41 of 44 people found the following review helpful:
4.0 out of 5 stars
How to be Good, May 23, 2002
If I was lazy I'd tell you that this is the book that Nick Hornby's How to be Good could have been (if Nick Hornby was even a fifth of the writer that Carol Shields is). Or I could say that this is a twenty-first century reinterpretation of When She Was Good, one of Philip Roth's earlier masterpieces.
Unfortunately, such laziness would do this rather wonderful and thought-provoking book a grave disservice - in that, although goodness - the idea of goodness, what it means to be good - is at the centre of this book, it shares that space with ruminations on the art of writing, and what it is to be a woman (and a woman writer, and a wife, and a mother, and a friend, and a person in the world) at the beginning of what we like to regard as a more enlightened time to be alive.
Reta Winters took her husband Tom's surname when they first got together (part of the reason being that she was originally Reta Summers and they both agreed that one of the seasons had to change). In lots of ways, this information (which is almost the opposite of a revelation, whatever the word for that is) contains the genesis of this novel writ small. They have three daughters together, Reta and Tom, the oldest of whom decides on the cusp of her nineteenth birthday to throw up her studies and live on the street with a simple cardboard sign - on which the word GOODNESS is written - on a string around her neck. Reta has no idea why her daughter has chosen this path and that - the abstract decision to withdraw from the life you are expected to live - throws the world out of kilter. To all intents and purposes life continues on as it did before (Reta and Tom still sleep together, Reta continues to write the sequel to her comic novel, the family entertain at Christmas). Beneath the surface, however, and within Reta, you realise that the world these characters inhabit has come to resemble nothing so much as the scab that forms over damaged skin.

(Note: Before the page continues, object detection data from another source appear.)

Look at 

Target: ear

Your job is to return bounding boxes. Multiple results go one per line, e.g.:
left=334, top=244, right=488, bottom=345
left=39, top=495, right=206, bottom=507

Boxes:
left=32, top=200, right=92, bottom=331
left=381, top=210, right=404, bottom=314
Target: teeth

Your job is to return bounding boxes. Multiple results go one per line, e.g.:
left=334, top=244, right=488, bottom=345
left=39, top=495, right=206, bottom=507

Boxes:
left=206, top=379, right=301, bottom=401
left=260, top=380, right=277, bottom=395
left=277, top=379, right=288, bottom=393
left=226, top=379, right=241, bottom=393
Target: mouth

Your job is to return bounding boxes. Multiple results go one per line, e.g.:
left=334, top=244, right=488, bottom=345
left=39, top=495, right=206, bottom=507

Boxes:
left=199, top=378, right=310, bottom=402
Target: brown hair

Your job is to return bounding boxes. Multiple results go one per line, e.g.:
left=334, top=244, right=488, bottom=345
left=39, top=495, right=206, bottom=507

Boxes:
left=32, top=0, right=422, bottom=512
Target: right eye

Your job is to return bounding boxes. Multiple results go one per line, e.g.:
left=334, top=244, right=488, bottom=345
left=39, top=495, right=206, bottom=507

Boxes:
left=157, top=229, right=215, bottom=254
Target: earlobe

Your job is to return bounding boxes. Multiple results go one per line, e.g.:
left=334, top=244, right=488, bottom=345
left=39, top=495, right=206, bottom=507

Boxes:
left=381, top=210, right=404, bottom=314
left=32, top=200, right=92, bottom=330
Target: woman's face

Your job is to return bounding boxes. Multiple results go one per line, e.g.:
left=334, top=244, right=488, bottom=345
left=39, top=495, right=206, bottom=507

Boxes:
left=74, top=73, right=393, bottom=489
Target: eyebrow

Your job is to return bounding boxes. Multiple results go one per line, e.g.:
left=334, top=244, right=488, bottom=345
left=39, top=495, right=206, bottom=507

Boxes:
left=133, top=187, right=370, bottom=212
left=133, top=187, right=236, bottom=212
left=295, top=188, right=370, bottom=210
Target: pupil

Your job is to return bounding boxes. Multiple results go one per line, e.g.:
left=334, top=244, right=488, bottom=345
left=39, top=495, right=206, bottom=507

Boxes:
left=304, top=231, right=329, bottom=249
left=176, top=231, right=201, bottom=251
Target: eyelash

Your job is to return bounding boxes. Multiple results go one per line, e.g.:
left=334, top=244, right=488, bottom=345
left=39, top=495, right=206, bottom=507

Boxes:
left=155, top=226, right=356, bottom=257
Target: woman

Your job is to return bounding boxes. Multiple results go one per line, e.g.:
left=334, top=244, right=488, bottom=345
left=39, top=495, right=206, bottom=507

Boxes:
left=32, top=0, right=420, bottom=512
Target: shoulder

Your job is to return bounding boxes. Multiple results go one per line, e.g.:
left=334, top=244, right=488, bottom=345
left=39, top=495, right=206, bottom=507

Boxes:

The title of the book, and each of the chapter titles that follow, are made up of what Shields calls "little chips of grammar (mostly adverbs and prepositions) . . . words like therefore, else, other, also, thereof, theretofore, instead, otherwise, despite, already and not yet." These words act as the "odd pieces of language" that cement the isolated events in a person's life to form "a coherent narrative." The adverbs and the prepositions, the words you do not notice, commingle with Reta's attempts to rebuke the various men in positions of authority who continually overlook the debt history owes to women (believing in part that her daughter's complaint has been brought on as a direct result of NOT BEING HEARD - which, in a way, as the climax reveals, is the case).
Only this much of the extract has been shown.